EUThe EU finances student exchanges through Erasmus and research through Horizon Europe. Shaped in the European Parliament election.

Read the table by column to understand one level, or by row to compare the levels. The green level is the area's centre of gravity.

How it works: follow the decision

The case A new programme starts at the university college
  1. State

    The Riksdag sets frameworks and money

    The Higher Education Act and the annual grants decide how much education the institutions can provide. The Government's appropriation directions specify the assignment.

    Point of influence

    The general election steers the grants and higher-education policy.

  2. State

    The institution decides for itself

    Within its degree-awarding powers the university decides which programmes start. The need can come from research, working life or student demand.

    Point of influence

    Students have a statutory right to influence. The student union sits where the decisions are made.

  3. State

    UKÄ reviews the quality

    The Swedish Higher Education Authority (UKÄ) reviews that the education is up to standard and can withdraw degree-awarding powers that fall short.

  4. State

    CSN opens the door

    Student finance lets students support themselves during the programme. Without it, higher education would be a matter of the parents' wallet.

  5. Municipality

    The town makes room

    The municipality plans housing, premises and buses for a new cohort of students. Detailed plans around the campus go out for public consultation (samråd).

    Point of influence

    The consultations are open to all. Student housing is a municipal election question to raise.

  6. Your everyday life

    The term begins

    You, or your child, accept a place on the programme that did not exist three years ago. Grants, powers and a student union lay behind it.

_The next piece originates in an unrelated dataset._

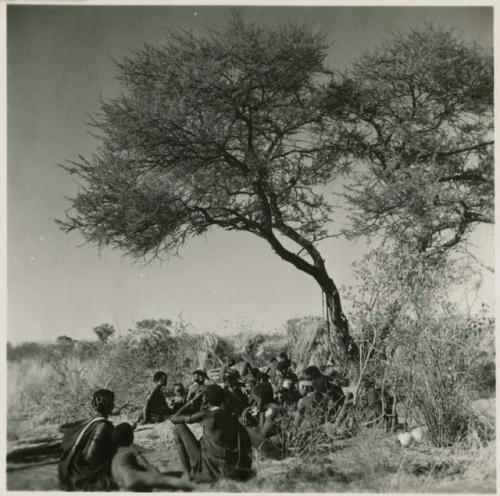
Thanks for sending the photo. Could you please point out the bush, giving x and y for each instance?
(414, 343)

The journey looks the same in reverse: what has been built came the same way, through the same decisions. Whoever knows where the decisions are made also knows where they can be changed.

Questions to discuss

  1. What are universities for: the labour market, education in the broad sense or research?

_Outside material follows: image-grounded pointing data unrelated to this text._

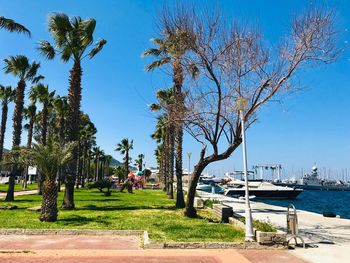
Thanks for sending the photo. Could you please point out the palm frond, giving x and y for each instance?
(12, 26)
(59, 26)
(87, 29)
(98, 47)
(158, 63)
(46, 49)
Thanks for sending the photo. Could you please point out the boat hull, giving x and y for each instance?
(316, 187)
(266, 194)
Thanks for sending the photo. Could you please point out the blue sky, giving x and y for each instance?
(309, 126)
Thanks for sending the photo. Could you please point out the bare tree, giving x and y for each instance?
(231, 61)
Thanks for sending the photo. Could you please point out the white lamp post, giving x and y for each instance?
(189, 169)
(241, 104)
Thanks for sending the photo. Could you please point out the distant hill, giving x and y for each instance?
(115, 162)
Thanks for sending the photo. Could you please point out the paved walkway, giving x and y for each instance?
(36, 249)
(18, 193)
(328, 238)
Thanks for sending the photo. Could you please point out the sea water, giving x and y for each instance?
(337, 202)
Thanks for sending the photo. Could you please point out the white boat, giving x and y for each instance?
(259, 188)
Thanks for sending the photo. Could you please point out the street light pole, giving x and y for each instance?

  2. How independent should academia be from the state that pays for it?

  3. What does it mean for a town to have, or to lack, a university college?

  4. Should more programmes be available at a distance, and what is lost if they are?

  5. Who in your circle has had academia opened or closed to them, and why?

Glossary

Lärosäte
A collective term for universities and university colleges.
Högskolelagen
The law that governs universities and university colleges and protects the freedom of research.
Examenstillstånd
The right to award a particular degree, tested and able to be withdrawn by the state.
Studentkår
The students' organisation with a statutory right to take part in the institution's decisions.
Regleringsbrev
The Government's annual instruction to an agency about its assignment and money.
Grundforskning
Research that seeks new knowledge without a requirement of immediate use.

Footnotes

1) This is an estimate of how decision-making power over the issue is split between the municipality, the region, central government and the EU, based on how responsibility is divided in legislation. A teaching guide, not an exact measurement.